Catherine always maintained, and there is no reason to doubt her testimony, that the marriage to Arthur had never been consummated. Henry's case depended entirely on the marriage having been consummated, and the pope having no authority to dispense from an impediment in the first degree collateral as this was contrary to Divine law. 43 It is somewhat ironic that in 1503, when the marriage contract was signed between Henry and Catherine, it was Henry VII and his council who insisted that the the dispensation should be from an impediment in the first degree collateral to avoid any possible doubt about the legitimacy of future offspring from the marriage. When Cajetan concluded that the dispensation granted for Henry's marriage must be valid in view of the plenitude of papal power, he did so on the presumption that the marriage had been consummated. The fact that Henry VIII did in fact accept that the pope did have the authority to grant a dispensation in the case of an impediment of affinity in the first degree collateral is proved beyond any possible doubt as he had asked for just such a dispensation in the case of his relationship with Mary Boleyn. The dispensation of Julius II was perfectly valid, and quite unbreakable in canon law. POPE CLEMENT VIIClement VII could not in conscience seriously doubt the Validity of the marriage, nor would he wish to affront the Emperor Charles V, who would not have taken the repudiation of his aunt lightly. The alleged influence of Charles V over Clement VII, which supposedly terrorized the pope into denying the king the annulment to which he was justly entitled, is largely a myth perpetuated by Protestant historians. A detailed examination of the negotiations makes it clear that it was continual pressure from the king, ranging from attempted bribery to implicit and explicit threats of schism, that resulted in continual papal vacillation.

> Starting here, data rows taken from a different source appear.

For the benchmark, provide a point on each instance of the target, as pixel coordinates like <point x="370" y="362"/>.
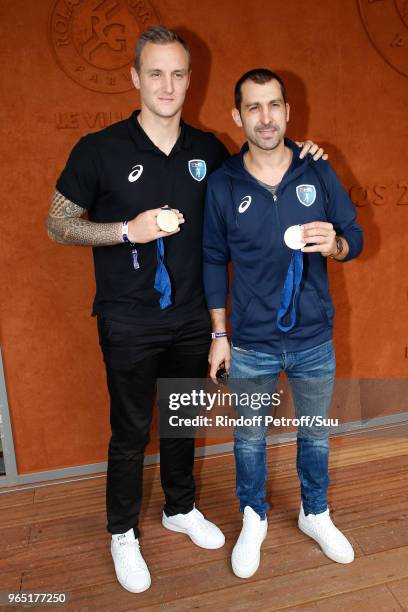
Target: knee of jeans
<point x="322" y="443"/>
<point x="313" y="432"/>
<point x="127" y="447"/>
<point x="251" y="436"/>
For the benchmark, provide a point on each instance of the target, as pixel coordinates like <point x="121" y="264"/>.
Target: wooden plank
<point x="295" y="588"/>
<point x="10" y="581"/>
<point x="21" y="498"/>
<point x="400" y="591"/>
<point x="391" y="534"/>
<point x="376" y="598"/>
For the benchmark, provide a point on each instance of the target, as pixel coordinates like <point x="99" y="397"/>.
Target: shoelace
<point x="326" y="527"/>
<point x="196" y="519"/>
<point x="247" y="535"/>
<point x="129" y="552"/>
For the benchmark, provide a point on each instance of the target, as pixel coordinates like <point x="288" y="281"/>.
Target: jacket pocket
<point x="310" y="308"/>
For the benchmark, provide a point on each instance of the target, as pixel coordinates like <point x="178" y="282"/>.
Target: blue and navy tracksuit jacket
<point x="245" y="224"/>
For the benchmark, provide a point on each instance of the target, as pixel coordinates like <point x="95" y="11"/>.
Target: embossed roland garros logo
<point x="93" y="40"/>
<point x="386" y="22"/>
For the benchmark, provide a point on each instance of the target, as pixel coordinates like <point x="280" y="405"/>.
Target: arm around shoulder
<point x="66" y="225"/>
<point x="341" y="212"/>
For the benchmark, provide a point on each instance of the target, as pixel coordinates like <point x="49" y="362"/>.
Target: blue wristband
<point x="215" y="335"/>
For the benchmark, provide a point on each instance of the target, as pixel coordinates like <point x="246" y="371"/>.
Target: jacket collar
<point x="144" y="143"/>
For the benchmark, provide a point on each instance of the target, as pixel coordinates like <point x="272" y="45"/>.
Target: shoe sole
<point x="171" y="527"/>
<point x="248" y="574"/>
<point x="329" y="554"/>
<point x="134" y="590"/>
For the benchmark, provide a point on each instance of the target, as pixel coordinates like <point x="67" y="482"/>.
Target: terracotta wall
<point x="346" y="67"/>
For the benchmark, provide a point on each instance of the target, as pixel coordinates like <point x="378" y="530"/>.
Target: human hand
<point x="322" y="235"/>
<point x="143" y="228"/>
<point x="219" y="356"/>
<point x="308" y="146"/>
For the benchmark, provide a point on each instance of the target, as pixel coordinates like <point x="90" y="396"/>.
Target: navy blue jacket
<point x="244" y="224"/>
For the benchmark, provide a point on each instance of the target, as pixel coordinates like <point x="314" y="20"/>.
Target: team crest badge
<point x="197" y="169"/>
<point x="306" y="194"/>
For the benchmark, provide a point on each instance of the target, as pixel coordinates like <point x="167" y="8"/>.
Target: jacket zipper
<point x="275" y="201"/>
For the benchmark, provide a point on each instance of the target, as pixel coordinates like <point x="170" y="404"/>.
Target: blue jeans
<point x="311" y="377"/>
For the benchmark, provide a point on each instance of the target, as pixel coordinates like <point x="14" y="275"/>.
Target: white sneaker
<point x="246" y="553"/>
<point x="131" y="569"/>
<point x="321" y="528"/>
<point x="202" y="532"/>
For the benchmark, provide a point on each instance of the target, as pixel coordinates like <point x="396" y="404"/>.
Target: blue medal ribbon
<point x="162" y="280"/>
<point x="288" y="304"/>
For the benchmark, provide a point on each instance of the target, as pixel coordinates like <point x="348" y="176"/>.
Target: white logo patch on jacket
<point x="136" y="173"/>
<point x="306" y="194"/>
<point x="245" y="204"/>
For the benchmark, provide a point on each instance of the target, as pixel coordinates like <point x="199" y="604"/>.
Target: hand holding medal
<point x="168" y="219"/>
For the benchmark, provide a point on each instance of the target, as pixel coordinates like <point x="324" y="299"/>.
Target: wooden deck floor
<point x="54" y="539"/>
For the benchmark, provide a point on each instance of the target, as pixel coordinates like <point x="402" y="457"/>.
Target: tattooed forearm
<point x="66" y="225"/>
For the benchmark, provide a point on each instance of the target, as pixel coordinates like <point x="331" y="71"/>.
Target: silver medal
<point x="293" y="237"/>
<point x="167" y="220"/>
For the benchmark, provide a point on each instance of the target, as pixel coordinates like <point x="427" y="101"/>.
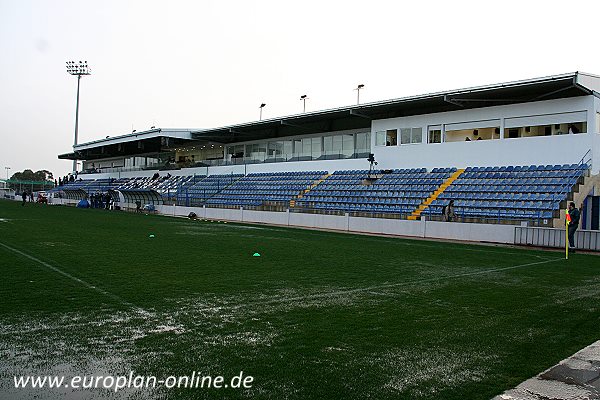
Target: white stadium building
<point x="510" y="155"/>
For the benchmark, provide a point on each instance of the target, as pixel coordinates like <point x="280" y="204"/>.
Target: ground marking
<point x="375" y="287"/>
<point x="76" y="279"/>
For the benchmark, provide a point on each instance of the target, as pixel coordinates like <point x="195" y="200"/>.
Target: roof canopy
<point x="346" y="118"/>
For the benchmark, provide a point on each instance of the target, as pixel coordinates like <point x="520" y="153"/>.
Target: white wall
<point x="423" y="229"/>
<point x="521" y="151"/>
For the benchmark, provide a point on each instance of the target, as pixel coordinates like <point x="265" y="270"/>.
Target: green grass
<point x="319" y="315"/>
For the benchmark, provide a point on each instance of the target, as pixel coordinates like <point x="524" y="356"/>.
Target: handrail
<point x="573" y="175"/>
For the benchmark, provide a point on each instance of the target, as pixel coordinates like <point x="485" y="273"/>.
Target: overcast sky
<point x="200" y="64"/>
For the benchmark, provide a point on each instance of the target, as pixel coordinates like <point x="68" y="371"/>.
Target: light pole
<point x="358" y="92"/>
<point x="304" y="98"/>
<point x="261" y="107"/>
<point x="77" y="69"/>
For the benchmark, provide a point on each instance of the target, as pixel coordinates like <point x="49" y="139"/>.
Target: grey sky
<point x="197" y="64"/>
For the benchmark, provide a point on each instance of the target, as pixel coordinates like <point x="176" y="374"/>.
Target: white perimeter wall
<point x="423" y="229"/>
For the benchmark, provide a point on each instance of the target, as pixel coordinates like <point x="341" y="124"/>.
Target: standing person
<point x="448" y="212"/>
<point x="574" y="224"/>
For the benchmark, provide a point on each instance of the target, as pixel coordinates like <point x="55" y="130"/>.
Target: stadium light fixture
<point x="262" y="105"/>
<point x="304" y="98"/>
<point x="77" y="69"/>
<point x="358" y="92"/>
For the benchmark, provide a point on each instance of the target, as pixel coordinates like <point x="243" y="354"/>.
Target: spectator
<point x="574" y="224"/>
<point x="448" y="214"/>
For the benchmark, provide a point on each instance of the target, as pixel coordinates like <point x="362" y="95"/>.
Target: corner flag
<point x="568" y="221"/>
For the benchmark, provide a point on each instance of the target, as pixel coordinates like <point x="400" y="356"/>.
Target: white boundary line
<point x="76" y="279"/>
<point x="370" y="288"/>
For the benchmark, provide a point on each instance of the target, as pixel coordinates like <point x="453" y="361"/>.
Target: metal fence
<point x="555" y="237"/>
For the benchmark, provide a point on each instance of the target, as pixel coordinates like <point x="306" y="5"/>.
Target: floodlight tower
<point x="358" y="92"/>
<point x="304" y="98"/>
<point x="77" y="69"/>
<point x="262" y="105"/>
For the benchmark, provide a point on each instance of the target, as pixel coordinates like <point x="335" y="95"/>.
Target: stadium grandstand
<point x="510" y="154"/>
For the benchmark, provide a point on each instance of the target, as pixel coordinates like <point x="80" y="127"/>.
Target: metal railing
<point x="555" y="237"/>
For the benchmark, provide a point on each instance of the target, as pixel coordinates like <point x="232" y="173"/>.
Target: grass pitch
<point x="318" y="316"/>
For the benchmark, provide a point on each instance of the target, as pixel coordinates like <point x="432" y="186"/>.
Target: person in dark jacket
<point x="574" y="224"/>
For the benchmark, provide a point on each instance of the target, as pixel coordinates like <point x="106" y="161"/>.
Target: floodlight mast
<point x="303" y="98"/>
<point x="77" y="69"/>
<point x="262" y="105"/>
<point x="358" y="92"/>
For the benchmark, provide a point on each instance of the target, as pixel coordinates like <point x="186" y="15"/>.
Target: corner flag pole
<point x="567" y="222"/>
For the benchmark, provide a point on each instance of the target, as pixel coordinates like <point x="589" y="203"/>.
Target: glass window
<point x="380" y="138"/>
<point x="337" y="144"/>
<point x="328" y="144"/>
<point x="391" y="137"/>
<point x="316" y="147"/>
<point x="306" y="147"/>
<point x="288" y="149"/>
<point x="416" y="135"/>
<point x="405" y="135"/>
<point x="363" y="142"/>
<point x="435" y="136"/>
<point x="348" y="145"/>
<point x="297" y="147"/>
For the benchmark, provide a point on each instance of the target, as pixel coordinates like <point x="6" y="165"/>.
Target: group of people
<point x="29" y="196"/>
<point x="101" y="200"/>
<point x="66" y="179"/>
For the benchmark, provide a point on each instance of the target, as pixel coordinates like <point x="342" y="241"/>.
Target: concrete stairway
<point x="579" y="194"/>
<point x="423" y="206"/>
<point x="311" y="187"/>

 Monsignor Hughes explains the position as follows: "Terror did indeed influence Clement throughout, and to the end: terror of what would happen in England when once he had antagonized Henry VIII." 44

In December 1528 Henry dismissed Catherine to live in Greenwich and brought Anne Boleyn back to the court. She was provided with lavish apartments next to his own, and the courtiers were instructed to treat her with all the respect that they had shown to Queen Catherine. Early in 1529 news was received in London that the pope was dying, and if not dead already he certainly would be soon. Henry's plan was to use every possible means to have Wolsey elected to the Chair of St. Peter, but the pope lived on, although in very poor health, and still confined to his sick bed where he was importuned by Henry's envoys who used both threats and persuasion to attain their ends.
 
Clement was told of the danger in which his soul would be if he died without doing justice to Henry who had been his most loyal friend. He was accused of being indifferent to the best interests of the Church, which would certainly be harmed gravely if the king did not obtain the just decision to which he was entitled. Clement always returned the same answer, that he could not refuse to Catherine what the ordinary forms of justice required; that he was devoted to the king and anxious to serve him in any manner conformable with honour and equity; but that they ought not to require from him what was evidently unjust, or they would find that, when his conscience was concerned, he was equally insensible to considerations of interest or danger; that Catherine had already entered a protest at his court against the persons of the judges, and that the best advice that he could give the king was that he should proceed without loss of time to the trial and determination of the cause within his own realm. The legates had the authority to pronounce a judgement.

THE LEGATINE COURT

The Legates were to try the case in London, and the Bishop of Rochester was named among the queen's advisers. Henry had not wanted it to come to an open trial between Catherine and himself; his agents had tried to persuade her to enter a convent, but Bishop Fisher had counselled and supported her in her quiet refusal. Some, at least, of his letters to the queen were seized and read. In a letter dated 18 February 1529, Campeggio reported that Wolsey had begged him to help bring the matter to a swift conclusion in Henry's favour The Italian cardinal was fully aware of the extent of Henry's infatuation. He wrote:

So far as I can see this passion of the king is a most extraordinary thing. He sees nothing, he thinks of nothing but Anne; he cannot do without her for an hour and it moves one to pity to see how the king's life, the stability and downfall of the whole country depend on this one question.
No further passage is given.